Earmarks in the development of the modern prison were the Walnut Street Jail established in 1790 in Pennsylvania. This is where the practice of isolating prisoners by building separate cells and segregating prisons by age, gender and types of crimes began. The idea being to eliminate the criminal element and to reform the prisoner by instilling moral values. This idea of "rehabilitation" was something that was unique to the American prison system and is still and integral part of the penal system today.(*1) In 1876, prison reformers founded the American Correctional Association which implemented programs for individual treatment of offenders such as educational classes and vocational training. Probation and parole standards were implemented along with creation of separate facilities for women,juveniles and the mentally impaired. (*2)Harsh punishment and strict discipline continued to be used to rehabilitate prisoners though the focus shifted slightly to the human aspect of the criminals and how to accommodate basic human need in prison. In the 1920's and 1930's a more serious effort to eliminate brutality in prisons began. With the advances in psychology as a scientific profession, more attention was brought to the psychological affect of imprisonment on offenders. However, real prison reform didn't begin until the 1950's with slow and gradual changes being implemented to relieve institutionalization. In the 1960's administrators became more concerned with how the experience of being institutionalized affected the offenders ability to reenter society.(*3)

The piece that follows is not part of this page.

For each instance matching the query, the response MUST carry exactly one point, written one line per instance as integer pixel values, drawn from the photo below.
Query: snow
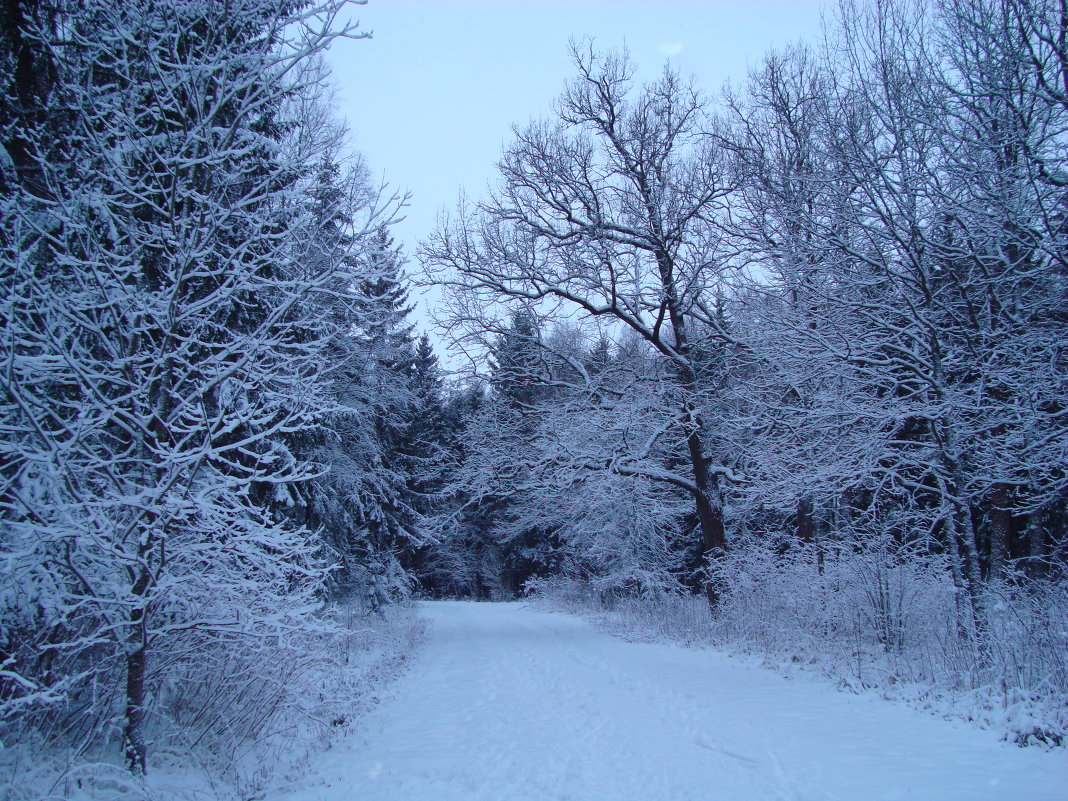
(509, 703)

Despite the best reform efforts, many studies show all manner of programs which have been instituted in the prison system throughout the years show little or no affect on prisoners once released to the outside. A majority continue their criminal behavior as if they had never been sent to prison to begin with. Many offenders leave the penal system with a wider range of criminal knowledge than they had when they entered, having been exposed to criminals of all types and an institutionalized style of living which many have described as "survival of the fittest". A once petty criminal is submerged into a lifestyle where committing criminal activities becomes an ordinary and necessary part of life in order to survive in prison society. One must stop to think, is this style of punishment really resolving a social problem or merely perpetuating it? Many prisoners have trouble adjusting to having an ordinary life on the outside. Much as soldiers during wartime have trouble readjusting to civilian life after the traumatizing affects of being at war. Post traumatic stress syndrome is known to be a common diagnosis of post institutionalized convicts. How does placing a person in this type of life style rehabilitate them to become productive citizens in American society?

Many repeat offenders commit offenses simply to be returned to the system. Within the system lies a kind of safety net. Immediate needs are sated, food and shelter by the prison itself. In society a criminal offender finds it difficult to find honest work and resort to criminal behavior as a fall back, something they know and are comfortable with. Many are turned down for gainful employment based solely on their conviction. Does the prison system foster a type of dependency which cannot be replaced by outside society? If so, how does society combat this? How do inmates learn to be self sufficient in a system that deters individualism and self sufficiency? How can one be rehabilitated to live by normal social standards by being placed into a subculture of perverse criminal behaviors? Is prison really the solution?